The web host must determine mobile web requests vs desktop web requests based on the user-agent header value. The page delivered on mobile web requests must be mobile web friendly on Android and iOS. Beside the user-agent header value, the client will provide you no other hint as to the environment where this user is making the request (desktop or web).

The server must implement an HTTPS protocol using GET. The path and host are definable by the integrator. The integrator must support URL lengths of 2,048 chars. This includes the scheme, host, port, path and parameters.

All parameters will be UTF-8 encoded prior to being URL-encoded.

Request

Upon request, Google provides the following as URL parameters:

Fields
gspMajorVersion	int Major version number for this request.
gspTopUpRequest	TopUpRedirectRequest Top-up request.
gspAssociationId	string Contains an identifier that the integrator uses to look up credentials for the account that the user is topping up.

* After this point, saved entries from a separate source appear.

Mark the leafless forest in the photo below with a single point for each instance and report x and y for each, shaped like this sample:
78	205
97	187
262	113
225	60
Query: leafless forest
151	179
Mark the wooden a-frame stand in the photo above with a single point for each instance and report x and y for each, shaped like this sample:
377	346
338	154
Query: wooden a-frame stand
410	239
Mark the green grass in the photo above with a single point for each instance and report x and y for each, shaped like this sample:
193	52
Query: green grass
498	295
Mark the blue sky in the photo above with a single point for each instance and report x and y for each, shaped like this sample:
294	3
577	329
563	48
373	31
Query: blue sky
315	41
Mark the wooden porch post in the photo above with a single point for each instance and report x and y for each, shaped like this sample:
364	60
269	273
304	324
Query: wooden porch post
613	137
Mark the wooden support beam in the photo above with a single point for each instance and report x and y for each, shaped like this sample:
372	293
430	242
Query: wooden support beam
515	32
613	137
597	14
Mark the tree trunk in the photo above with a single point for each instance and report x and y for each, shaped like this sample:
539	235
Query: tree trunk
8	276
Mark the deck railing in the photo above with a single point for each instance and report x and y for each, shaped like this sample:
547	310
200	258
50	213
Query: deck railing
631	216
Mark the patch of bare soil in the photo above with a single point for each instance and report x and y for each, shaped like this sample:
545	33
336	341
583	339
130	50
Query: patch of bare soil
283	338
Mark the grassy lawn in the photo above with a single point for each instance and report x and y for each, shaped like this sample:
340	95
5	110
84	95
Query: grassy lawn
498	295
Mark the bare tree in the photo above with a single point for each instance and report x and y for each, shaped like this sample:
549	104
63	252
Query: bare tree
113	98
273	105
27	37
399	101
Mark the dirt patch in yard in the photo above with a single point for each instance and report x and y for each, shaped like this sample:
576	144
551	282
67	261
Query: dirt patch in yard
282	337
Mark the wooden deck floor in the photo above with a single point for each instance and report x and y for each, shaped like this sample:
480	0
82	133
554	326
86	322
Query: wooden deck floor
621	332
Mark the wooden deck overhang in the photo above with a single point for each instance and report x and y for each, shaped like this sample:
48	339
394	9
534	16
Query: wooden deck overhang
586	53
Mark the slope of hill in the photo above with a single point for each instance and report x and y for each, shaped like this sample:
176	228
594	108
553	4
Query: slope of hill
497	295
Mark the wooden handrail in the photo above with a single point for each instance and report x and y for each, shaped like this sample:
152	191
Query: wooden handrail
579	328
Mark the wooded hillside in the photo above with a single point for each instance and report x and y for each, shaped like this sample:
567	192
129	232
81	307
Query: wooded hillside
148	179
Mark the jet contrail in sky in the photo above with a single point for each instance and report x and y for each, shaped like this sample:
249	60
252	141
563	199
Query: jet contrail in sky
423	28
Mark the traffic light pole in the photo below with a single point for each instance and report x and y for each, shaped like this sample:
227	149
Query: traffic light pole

This is the association ID that is sent during account linking in the AssociateAccountRequest.
gspCallbackUrl	string URL to redirect the user to in order to finish the top-up flow on Google. This value is url encoded.

Response

Upon completion of the top-up, the user must be redirected to the gspCallbackUrl using HTTPS GET. This URL must have the following query parameters:

Fields
gspResult	int 100 Top-up was successful. 201 User canceled the flow manually and the flow should be aborted. 202 Top-up failed for a fatal reason and the flow should be aborted.
redirectRequestId	string REQUIRED: The requestId sent in the original/initiating redirect payment request. Google will verify this matches the sent requestId, and the Complete Redirect flow will fail if it doesn't match.
gspTopUpResponse	RedirectResponse REQUIRED: The TopUpRedirectResponse should be encrypted and signed using PGP or JWE+JWS. Further, this value should be web-safe base64 encoded.